Loch of Clunie/Castle Clunie - Blairgowrie - Added to Castles and Fortifications in Scotland

I have just added this to the map of places to fly your drone at Drone Scene:

Land owner permission not required.

Very popular in the summer with dog walkers and picnickers. Also, unfortunately, with clatty campers who turn up to trash the place, leave all their rubbish behind, and empty the loch of fish. The landowners have now blocked off much of the available parking bays and rangers now frequent the area, along with police, to discourage the clatty campers. Also popular all year round with canoists, paddle boarders and wild swimmers, it can be a very busy place. In the spring/summer a pair of Ospreys return to rebuild their nest and hopefuly raise some chicks. One of them is thought to be the offspring from the famoust residents at Loch of the Lowes, just a short drive away. So be mindful at this time of year, the locals are very protective of their ospreys and you could find yourself in a spot of bother, along with a visit from the police and wildlife protection officer!!!

The Loch of Clunie has a single island, said to be artificial, which has the remains of Clunie Castle. The house was built by George Brown Bishop of Dunkeld between 1485 and 1514 as a spiritual retreat. A chapel was dedicated to St Catherine in the house in 1507. It is thought that the island had been used as a crannog for many years previously. Human remains in the form of bones have been unearthed.

Built on a hillock on the western shore of the Loch is Old Clunie Castle. The castle replaced a hunting lodge used by Kenneth MacAlpin, King of the Picts, as a base for hunting in the nearby royal forest of Clunie. King Edward I of England stayed four nights in 1296 at the castle during his invasion of Scotland, before travelling to Inverquiech Castle. A place of Clunie is recorded in The Chronicle of the Kings of Alba as having been wasted by the Danes in 849, and as such is a scheduled monument of national importance.

The originator declared that this location was not inside a Flight Restriction Zone at the time of being flown on 10/12/2022. It remains the responsibility of any pilot to check for any changes before flying at the same location.


Rode past this area in May this year, wonderful countryside and scenery. :clap:t2:

As a local who spends much of the summer picking up litter and worse from around the loch I would point out a couple of inaccuracies in your description. The eastern European visitors tend to be the best on the whole. Sadly it is the indigenous population who enjoy smashing bottles, cutting down trees, shitting in the loch and generally being obnoxious - well, a small minority of them.
Also the land owners have created the parking areas round the loch.

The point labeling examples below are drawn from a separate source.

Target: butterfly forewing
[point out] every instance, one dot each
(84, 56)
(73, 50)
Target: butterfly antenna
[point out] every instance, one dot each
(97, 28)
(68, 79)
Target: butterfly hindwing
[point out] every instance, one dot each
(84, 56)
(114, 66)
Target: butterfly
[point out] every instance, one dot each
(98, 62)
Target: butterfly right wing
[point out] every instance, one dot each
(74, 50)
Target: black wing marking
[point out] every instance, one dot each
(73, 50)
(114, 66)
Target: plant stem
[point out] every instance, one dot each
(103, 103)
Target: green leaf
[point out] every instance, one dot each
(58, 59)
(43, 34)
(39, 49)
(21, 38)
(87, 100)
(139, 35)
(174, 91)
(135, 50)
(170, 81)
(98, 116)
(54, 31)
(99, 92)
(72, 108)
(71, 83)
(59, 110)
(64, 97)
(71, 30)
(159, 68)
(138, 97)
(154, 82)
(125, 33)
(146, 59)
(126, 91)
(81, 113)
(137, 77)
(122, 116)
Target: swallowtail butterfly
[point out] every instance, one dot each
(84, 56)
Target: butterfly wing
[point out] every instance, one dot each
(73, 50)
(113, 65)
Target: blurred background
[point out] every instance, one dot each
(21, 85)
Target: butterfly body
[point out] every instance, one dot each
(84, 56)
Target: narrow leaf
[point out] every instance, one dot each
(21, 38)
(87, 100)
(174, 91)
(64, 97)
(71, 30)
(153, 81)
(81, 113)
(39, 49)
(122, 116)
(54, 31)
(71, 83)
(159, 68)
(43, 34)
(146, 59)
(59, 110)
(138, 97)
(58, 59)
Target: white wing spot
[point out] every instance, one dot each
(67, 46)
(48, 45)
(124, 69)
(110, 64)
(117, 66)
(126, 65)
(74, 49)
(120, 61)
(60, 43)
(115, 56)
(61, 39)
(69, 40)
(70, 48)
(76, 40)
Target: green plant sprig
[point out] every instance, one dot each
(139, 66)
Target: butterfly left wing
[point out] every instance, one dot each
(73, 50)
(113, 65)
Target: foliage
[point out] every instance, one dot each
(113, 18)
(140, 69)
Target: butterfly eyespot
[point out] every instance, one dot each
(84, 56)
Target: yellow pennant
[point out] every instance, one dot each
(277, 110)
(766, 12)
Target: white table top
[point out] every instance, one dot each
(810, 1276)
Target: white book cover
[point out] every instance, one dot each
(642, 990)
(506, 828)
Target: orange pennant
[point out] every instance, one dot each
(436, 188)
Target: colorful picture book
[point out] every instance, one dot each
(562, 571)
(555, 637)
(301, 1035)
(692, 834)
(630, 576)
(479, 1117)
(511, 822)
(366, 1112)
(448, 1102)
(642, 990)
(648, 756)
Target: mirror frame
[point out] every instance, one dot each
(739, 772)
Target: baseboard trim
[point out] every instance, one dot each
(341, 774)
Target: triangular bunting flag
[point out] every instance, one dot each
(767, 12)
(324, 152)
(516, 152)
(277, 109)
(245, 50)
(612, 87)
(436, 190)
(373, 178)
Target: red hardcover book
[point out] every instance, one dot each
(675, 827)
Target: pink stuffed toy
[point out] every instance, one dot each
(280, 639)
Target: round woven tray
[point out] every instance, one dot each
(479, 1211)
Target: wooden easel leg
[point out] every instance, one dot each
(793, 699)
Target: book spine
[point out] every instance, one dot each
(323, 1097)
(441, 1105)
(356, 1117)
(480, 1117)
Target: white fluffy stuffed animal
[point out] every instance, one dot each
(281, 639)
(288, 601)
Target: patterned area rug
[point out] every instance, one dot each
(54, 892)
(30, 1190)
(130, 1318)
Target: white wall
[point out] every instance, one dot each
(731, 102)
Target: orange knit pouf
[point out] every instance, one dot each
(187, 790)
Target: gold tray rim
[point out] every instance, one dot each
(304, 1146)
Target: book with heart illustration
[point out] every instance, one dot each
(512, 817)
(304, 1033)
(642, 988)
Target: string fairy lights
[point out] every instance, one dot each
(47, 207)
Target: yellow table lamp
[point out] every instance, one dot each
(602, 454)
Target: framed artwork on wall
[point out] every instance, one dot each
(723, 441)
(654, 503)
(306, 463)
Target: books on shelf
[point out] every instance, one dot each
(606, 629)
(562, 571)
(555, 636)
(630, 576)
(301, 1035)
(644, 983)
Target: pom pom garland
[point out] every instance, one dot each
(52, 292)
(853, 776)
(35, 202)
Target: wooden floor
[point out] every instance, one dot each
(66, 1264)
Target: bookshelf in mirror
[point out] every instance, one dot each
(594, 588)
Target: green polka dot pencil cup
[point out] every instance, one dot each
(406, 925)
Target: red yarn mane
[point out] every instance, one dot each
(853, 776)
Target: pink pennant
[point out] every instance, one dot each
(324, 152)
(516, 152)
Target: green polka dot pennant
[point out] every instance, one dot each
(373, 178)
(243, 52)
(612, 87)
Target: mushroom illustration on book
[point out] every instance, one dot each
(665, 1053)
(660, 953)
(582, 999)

The church car park is closed to recreational visitors having suffered from some of the worst behaviour.
I would recommend avoiding the loch at weekends in the summer particularly when the weather is good.

My brother is a local too, which is where some of this info comes from, ie the eastern europeans and blocking off some of the parking spaces. I’ve been told a lot of the spaces have been blocked off with large boulders and tree trunks to discourage some of the overnight car camping and irresponsible parking. I am most certainly not getting on at the landowners here by the way, my brother is one of their employees, they’ve done what they have done to discourage the idiots and I wholeheartedly agree. But to be fair, perhaps I shouldn’t have mentioned eastern europeans? it is a bit of a broad statement. I have seen first hand what our own can do to our precious places. If the admin allow me I can go in and edit the original post to be a bit more even handed.